LIQUIDS

Author: PENNA TOSSO FLORENCIA.
Year: 2005.
University: AUTÓNOMA DE MADRID [www.uam.es].
Place of defense: FISICA TEORICA DE LA MATERIA CONDENSADA.
Place of preparation: FISICA TEORICA DE LA MATERIA CONDENSADA.

Summary: In recent years there has been an increasing both experimental and theoretical development of what have been called "lab on a chip" devices for the control of liquids in the range of pico-litros seeking to replicate the processes at the molecular level that occur the laboratories of physics, chemistry or biology. The effective design of these devices requires a theory for the dynamics at the molecular level. The Dynamic Density Functional (FDA) is a technique that enables the study at the molecular level of dynamic systems relajativos (those in which the hydrodynamic modes are not relevant), using the only assumption that we can approximate the dynamic correlations by those that exist in an equivalent system (with the same density profile) in balance. Work performed in the Doctoral thesis can be divided into two camps: a) design based devices micro-fluidos by applying theory FDA: 1) micro-bomba particles in narrow channels (set in 1D). 2) system polymers subjected to potential time-dependent external System (2D and 3D).
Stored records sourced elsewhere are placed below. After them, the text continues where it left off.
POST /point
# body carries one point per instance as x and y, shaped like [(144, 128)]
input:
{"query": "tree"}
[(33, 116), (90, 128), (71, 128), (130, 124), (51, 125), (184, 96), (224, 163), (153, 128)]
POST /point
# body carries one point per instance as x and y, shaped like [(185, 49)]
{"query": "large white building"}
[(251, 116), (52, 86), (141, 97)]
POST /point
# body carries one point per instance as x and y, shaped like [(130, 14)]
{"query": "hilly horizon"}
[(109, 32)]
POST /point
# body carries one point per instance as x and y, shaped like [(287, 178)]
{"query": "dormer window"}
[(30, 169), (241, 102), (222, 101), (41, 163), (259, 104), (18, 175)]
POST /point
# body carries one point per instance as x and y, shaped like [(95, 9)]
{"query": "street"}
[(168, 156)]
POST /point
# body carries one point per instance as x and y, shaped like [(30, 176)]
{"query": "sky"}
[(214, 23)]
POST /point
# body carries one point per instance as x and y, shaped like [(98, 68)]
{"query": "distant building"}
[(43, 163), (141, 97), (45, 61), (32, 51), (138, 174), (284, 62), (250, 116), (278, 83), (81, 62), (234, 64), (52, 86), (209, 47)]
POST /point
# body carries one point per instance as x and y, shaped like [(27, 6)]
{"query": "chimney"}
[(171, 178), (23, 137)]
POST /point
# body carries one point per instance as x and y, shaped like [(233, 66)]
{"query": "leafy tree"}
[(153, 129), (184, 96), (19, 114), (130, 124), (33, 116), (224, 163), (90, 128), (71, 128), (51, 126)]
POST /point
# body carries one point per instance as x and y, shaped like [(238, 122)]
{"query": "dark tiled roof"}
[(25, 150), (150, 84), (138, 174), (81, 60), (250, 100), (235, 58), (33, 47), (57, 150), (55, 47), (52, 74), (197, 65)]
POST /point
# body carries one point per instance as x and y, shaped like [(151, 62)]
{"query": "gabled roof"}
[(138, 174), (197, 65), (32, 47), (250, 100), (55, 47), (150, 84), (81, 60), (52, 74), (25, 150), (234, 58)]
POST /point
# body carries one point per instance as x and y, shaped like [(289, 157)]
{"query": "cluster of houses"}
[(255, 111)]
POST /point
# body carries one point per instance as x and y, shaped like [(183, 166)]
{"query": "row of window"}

B) Improved theory FDA for the simplest case of system 1D of hard particles. For the selected systems (hard particles in 1D and soft 2D and 3D) from the comparison of results for steady state simulation and by the FDA theory we can say that the FDA theory is a very useful tool for the design of devices based in micro-fluidos. However, there are cases where the FDA theory fails, predicting a temporal evolution very different from that obtained in simulation. For those cases we designed (limited to systems in 1D of hard particles) and tested a new theory can reproduce the decay temporary obtained through simulation of a relationship that we call feature, which endures in the time course and that seems to determine the the system dynamics.